There is precedent in favor of such a scenario not happening. Following the breakup of the USSR in 1991, Russia notified the UN that it would assume the USSR permanent seat in the Council and the 11 former Soviet republics also wrote in favor of Russia taking the USSR seat. That was before calls for Security Council reform began in earnest, in the mid-1990s.
And since the end of the Cold War, clamor for reform has grown – most recently because of the failure of the 15-nation body to act on the situation in Syria.
Privately, non-permanent members of the Council have complained they are locked out of decision making by the P5, and in the wider UN membership there is a push for more transparency and accountability from the Council.
By what current logic should Europe possess two of the five permanent veto-wielding seats on the Security Council is also increasingly asked while Africa and Latin America have none.
An independent Scotland and EU member states may support a downsized UK – which would presumably have a new name – holding on to the old UK seat, but countries that aspire to a permanent seat – such as Argentina, Brazil, India, Mexico, Nigeria, Turkey and South Africa – could see a Scottish Yes vote as an opportunity to change the status quo in an outdated UN.

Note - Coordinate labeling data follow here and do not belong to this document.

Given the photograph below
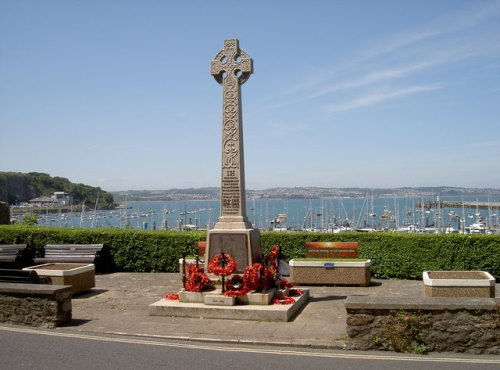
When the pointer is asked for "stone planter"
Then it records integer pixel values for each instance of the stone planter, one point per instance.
(330, 271)
(459, 284)
(80, 276)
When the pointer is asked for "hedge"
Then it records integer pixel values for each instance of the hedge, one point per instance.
(394, 255)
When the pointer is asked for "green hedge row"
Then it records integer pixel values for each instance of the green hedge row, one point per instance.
(394, 255)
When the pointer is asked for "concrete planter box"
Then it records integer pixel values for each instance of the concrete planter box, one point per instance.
(459, 284)
(330, 272)
(80, 276)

This year’s high-level segment of the General Assembly opens on Sept. 22nd, four days after the Scottish poll, and if speeches from recent years are an indication there will be more calls for reform of the Security Council, and the result of the Sept. 18 referendum may give those calls more legs.
Moreover, the UN charter is in dire need of reform. It still refers to Germany, Japan and Italy as enemy states and despite the succession of Russia to the USSR seat the charter still refers to the USSR, as well as the Republic of China, as holders of two of the permanent five seats.
But any change to the charter requires the consent of the P5 and they are united in upholding the status quo to hold on to their veto power and not open up the can of worms that could lead to the much needed reform the UN requires to reflect the world as it is today.
An independent Scotland would have to apply for membership of the UN, which should be an uncomplicated process.